Выбрать главу

Чьи-то грубые, бесцеремонные руки хватают его за голову, за ноги, дергают, тянут… Становится невыносимо больно, так больно, будто из него вынимают душу. Он делает попытку кричать, звать на помощь, но тщетно. На минуту боль отпускает его, и он слышит приглушенный разговор.

– Миша, иди сюда! Смотри!..

– Откуда?

– Да вот, у этого… в кармане… И карточка там же была… Вместе с адресом.
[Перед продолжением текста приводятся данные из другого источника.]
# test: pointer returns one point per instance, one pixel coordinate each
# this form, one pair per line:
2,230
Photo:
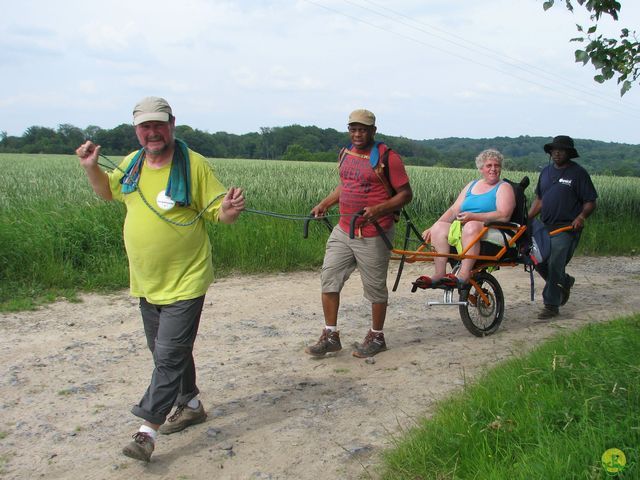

– Грузи его в машину. И второго раненого туда же. Что там у него? Нога?.. Ему перевязку сделали? Да мне пофиг, что кровотечение!.. Жгут наложите, что ли… Нам лишь бы до больницы его довезти, чтобы кровью по дороге не сошёл… А там сами разберутся, без нашей помощи. Смотри, молодой совсем, зелёный, жалко, если что… Чем раньше выедем, тем лучше – больше шансов, что живым останется. Бери его… Вот так, осторожно… Чуть выше… ещё… ещё… Ложите рядом. Остальных потом к Иванычу доставим, он знает, что с ними делать. Ты здесь с ребятами оставайся, а я с ними поеду…

Те же грубые руки вновь поднимают его, куда-то несут, потом не совсем деликатно бросают на твердый пол. Рядом с собой он чувствует человеческие тела. Холодные уже, мертвые. Все кончено. Становится совершенно безразлично, куда его везут и что с ним будет дальше, и он погружается в это безразличие, как в мутный омут…

Сознание возвращается к нему вместе с пониманием, что рядом никого нет. Потом становится ясно, что лежит он уже не в кузове машины, а в помещении, к тому же – на кровати. В комнате остро пахнет лекарствами, хлором и прочей больницей. Запахи эти, как ни странно, не вызывают раздражения, наоборот, успокаивают, но вздохнуть свободнее все равно не получается – по-прежнему сильно болит голова.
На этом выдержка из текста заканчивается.